Hasan Hastürer

Yanımdan geçen kırmızı Ferrari…

Cuma günü öğleye doğru… Saatime baktım, 11.11… Lefkoşa’dan Hamitköy’e giderken eski KIBRIS Gazetesinin olduğu yerdeki trafik ışıklarına yaklaşıyorum.

Çok süratli kullanmadığım için arabayı, yanımdaki arabaları gözleyebilirim.

Renault 9 geçiyor yavaş yavaş. En az 25 hatta 30 yıllık. Bu arabalardan en çok Karpaz bölgesi köylerinde var. Yollardaki son yılları herhalde.

Tam aklımdan 1974 sonrası Serçe’den başlayarak piyasada popüler olan Türk üretim arabalar geçerken, kırmızı bir Ferrari, sağ yanımdan havalı havalı yol alıyor.

Hızla direksiyondaki adama baktım… Tanıma bağlamında, gözüm ısırmadı. Ama yalanı yok, havası, sürdüğü arabayla yarışıyordu.

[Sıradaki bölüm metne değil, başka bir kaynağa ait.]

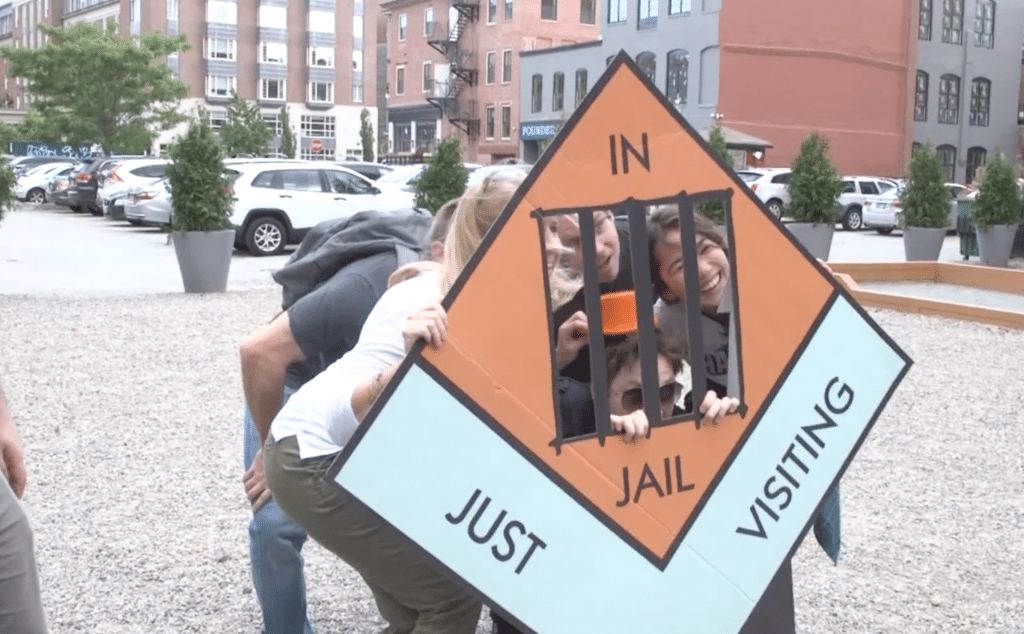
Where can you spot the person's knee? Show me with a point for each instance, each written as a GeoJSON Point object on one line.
{"type": "Point", "coordinates": [270, 526]}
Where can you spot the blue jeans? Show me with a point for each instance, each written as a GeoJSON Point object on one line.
{"type": "Point", "coordinates": [275, 555]}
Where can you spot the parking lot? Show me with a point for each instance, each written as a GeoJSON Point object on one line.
{"type": "Point", "coordinates": [115, 258]}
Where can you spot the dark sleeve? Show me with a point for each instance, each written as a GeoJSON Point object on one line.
{"type": "Point", "coordinates": [331, 317]}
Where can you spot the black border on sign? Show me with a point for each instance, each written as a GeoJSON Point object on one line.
{"type": "Point", "coordinates": [415, 356]}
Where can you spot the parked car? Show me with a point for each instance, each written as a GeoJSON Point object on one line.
{"type": "Point", "coordinates": [770, 186]}
{"type": "Point", "coordinates": [22, 165]}
{"type": "Point", "coordinates": [857, 192]}
{"type": "Point", "coordinates": [373, 171]}
{"type": "Point", "coordinates": [148, 204]}
{"type": "Point", "coordinates": [84, 195]}
{"type": "Point", "coordinates": [32, 184]}
{"type": "Point", "coordinates": [123, 175]}
{"type": "Point", "coordinates": [883, 213]}
{"type": "Point", "coordinates": [275, 204]}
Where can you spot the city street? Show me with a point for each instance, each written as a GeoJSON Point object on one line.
{"type": "Point", "coordinates": [115, 258]}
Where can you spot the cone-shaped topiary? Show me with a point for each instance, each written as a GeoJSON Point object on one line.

Tam karşımızdaki Beşparmak Dağlarına bakıyordu. Bir söz var. “Küçük dağları kendi yarattı sanıyor.”

Dümendeki arkadaş her halde, Beşparmak Dağlarını, kendi yaratması bağlamında, Digomo Tepelerinden bile küçük görür.

***

Şaka bir yana, yollarda seyir halinde gördüğüm her çok pahalı araba bana, Kuzey Kıbrıs’taki gelir adaletsizliğini çağrıştırır. 5 Aralık 2023’te, “Sevmek, Porsche almak mı?” başlıklı yazımı sizlerle buluşturmuştum.

28 yaşında Porsche araba kullanan bir genç ölümlü trafik kazasına neden olmuştu.

O yazımın bir bölümü:

“İlk andan başlayarak 28 yaşında neredeyse çocukluktan yeni kurtulan bir gencin süratli Porsche gibi bir arabanın direksiyonunda ne işi olduğunu sorgulamaya başladım.

Hayatını, hiç suçu olmadan kaybeden Sevgül Şinasi’ye elbette üzüldüm ve üzülüyorum.

Ancak, olağanüstü bir bilinmeyen yoksa, çok büyük olasılıkla, yıllarca hapis cezasına çarptırılacak Zeka Saldam’a da üzülüyorum.

Zeka Saldam’ın kendi kazancıyla o arabaya alması neredeyse imkansız. Anne babası, kazançlarının bir kısmıyla Porsche’yi oğullarına hediye ettiler. Anne – babasına sorarım.. Sevmek, Porsche almak mı?

O çocuk delikanlı ruhuyla, kontrolü kaçıracak kadar hızla sürdü ve kazaya neden oldu.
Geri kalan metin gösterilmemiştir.